For the creators, NFTs provide a clear path toward monetisation. Artists have historically struggled to make money from their work, but NFTs are sold through marketplaces that provide creators with royalties. The Ethereum economy sustained by NFTs earned its creators $3.5bn in 2021.
The right-click approach
Despite their growing popularity, NFTs still baffle most people. This is because we are not used to the concept of owning digital art. After all, can’t I just right-click and save an image to my own computer? I could, naturally, but this would be to miss the point.
As with all currencies, NFTs have value because of the meaning a community ascribes to them. In the online culture NFTs belong to, ‘on-chain’ blockchain items are meaningful – and some have more value than others.
The characteristic missed by the right-click perspective is that when you own an item on the blockchain, everyone in your community can see this. This can translate into prestige, for example, when outrageously wealthy entrepreneurs bid on rare NFT items, like Beeple’s work or a rare cryptopunk. Or it can simply be a sign to other community members that you belong.
Popular attention is not always positive. As NFTs grow, so has the proliferation of cash grabs and scams, especially from social media influencers.
Elsewhere I have called this the trash moat that surrounds legitimate projects in the cryptocurrency and NFT world.
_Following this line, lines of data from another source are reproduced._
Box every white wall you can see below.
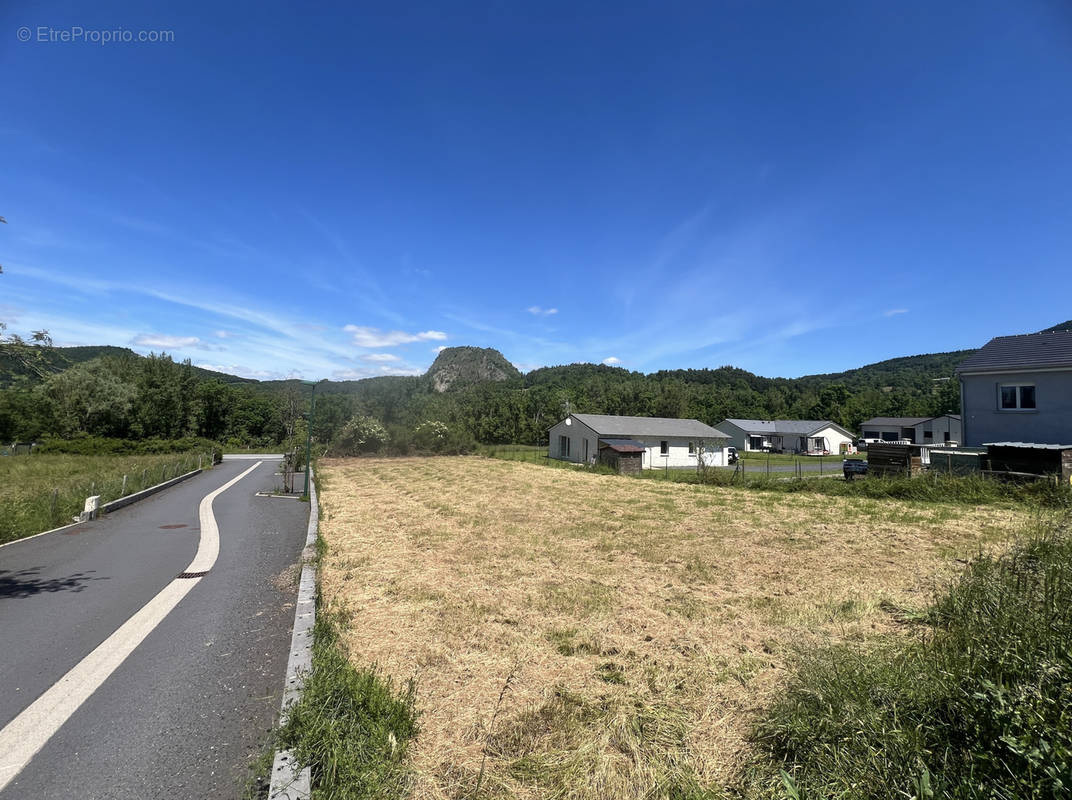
[812,427,853,455]
[915,414,963,445]
[630,436,728,470]
[547,417,599,464]
[547,417,728,470]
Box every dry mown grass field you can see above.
[321,457,1023,800]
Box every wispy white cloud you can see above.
[111,213,172,235]
[331,366,423,381]
[131,334,200,350]
[343,325,447,347]
[194,361,304,381]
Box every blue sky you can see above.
[0,0,1072,379]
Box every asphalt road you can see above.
[0,459,309,800]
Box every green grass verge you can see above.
[0,453,211,544]
[742,517,1072,800]
[279,613,418,800]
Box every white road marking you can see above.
[0,461,264,791]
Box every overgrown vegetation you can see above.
[0,450,212,544]
[746,516,1072,800]
[321,458,1028,800]
[279,611,418,800]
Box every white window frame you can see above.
[998,383,1039,414]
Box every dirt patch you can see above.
[321,458,1024,799]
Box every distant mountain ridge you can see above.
[425,346,521,392]
[0,344,257,387]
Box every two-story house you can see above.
[956,330,1072,447]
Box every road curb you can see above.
[268,469,319,800]
[0,469,204,547]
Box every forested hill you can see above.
[0,338,970,451]
[0,344,256,387]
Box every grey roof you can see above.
[956,330,1072,372]
[860,417,935,428]
[726,419,852,436]
[599,436,645,453]
[983,442,1072,450]
[572,414,729,439]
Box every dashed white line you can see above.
[0,461,264,791]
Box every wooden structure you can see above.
[929,447,985,475]
[867,442,923,477]
[983,442,1072,484]
[599,439,644,475]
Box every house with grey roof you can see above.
[718,419,853,455]
[547,414,729,470]
[956,330,1072,447]
[860,414,963,445]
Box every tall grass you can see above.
[743,516,1072,800]
[0,453,212,544]
[280,613,417,800]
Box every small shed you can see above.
[927,447,985,475]
[984,442,1072,484]
[867,442,923,477]
[599,439,644,475]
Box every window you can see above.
[998,384,1034,411]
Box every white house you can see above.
[548,414,729,470]
[718,419,853,455]
[860,414,961,445]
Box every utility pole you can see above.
[302,381,316,498]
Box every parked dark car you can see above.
[842,458,867,480]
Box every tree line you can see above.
[0,345,965,455]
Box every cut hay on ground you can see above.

YouTubers Logan and Jake Paul, in particular, have been accused of a litany of low-quality NFT ‘rug pulls’, when a crypto project is abandoned by creators once the money flows in.
Melania Trump, to pick another example, has released several NFT projects. However, blockchain analysts were able to uncover how one of these projects was bought by none other than the creator of the NFT. This practice, known as wash trading, involves NFT creators buying their own works either to save face due to a lack of interest or to generate hype around an influencer or artist and boost the price of the next sale.
Yet another capacity of NFTs has emerged in their potential for fundraising. In what started as a meme, ConstitutionDAO was created by a group of cryptocurrency enthusiasts to buy a rare copy of the US constitution that was on auction at Sotheby’s.
This group sold a token in exchange for the cryptocurrency Ether that was then used to bid on the constitution. Within a week, ConstitutionDAO raised $47m. This was not enough to win the auction, but it revealed just how financially powerful this corner of the web has become.
Failure, or the future?
Perhaps the harshest critiques of NFTs come from the socially conscious art world that sees the infrastructure of NFTs as the problem.
NFTs mostly exist on the Ethereum blockchain, which relies on vast computational resources to function, generating a huge carbon footprint. Ethereum is transitioning away from its current mechanism to another, which will hopefully alleviate this concern.
Perhaps the more subtle defence of NFTs resides in how they push the medium of digital art in interesting directions. Damien Hirst’s The Currency playfully challenges the collector to choose whether to keep the NFT (the digital token) or exchange it later for a physical artwork. This forces the collector to make a bet on the future: physical or digital, which retains the most value?
This places NFTs in a curious spot. They appear at once a benign hobbyist pursuit, a means to value and make money from scarce digital art, a cash grab for unscrupulous influencers and celebrities, a new mechanism for online fundraising, and an explored avenue for legitimate art.
However you view them, NFTs have crossed fully into the mainstream and deserve our attention.
Dr Paul Dylan-Ennis is assistant professor in management information systems at University College Dublin. His research focuses on bitcoin and Ethereum and how consensus is built in the communities surrounding these technologies.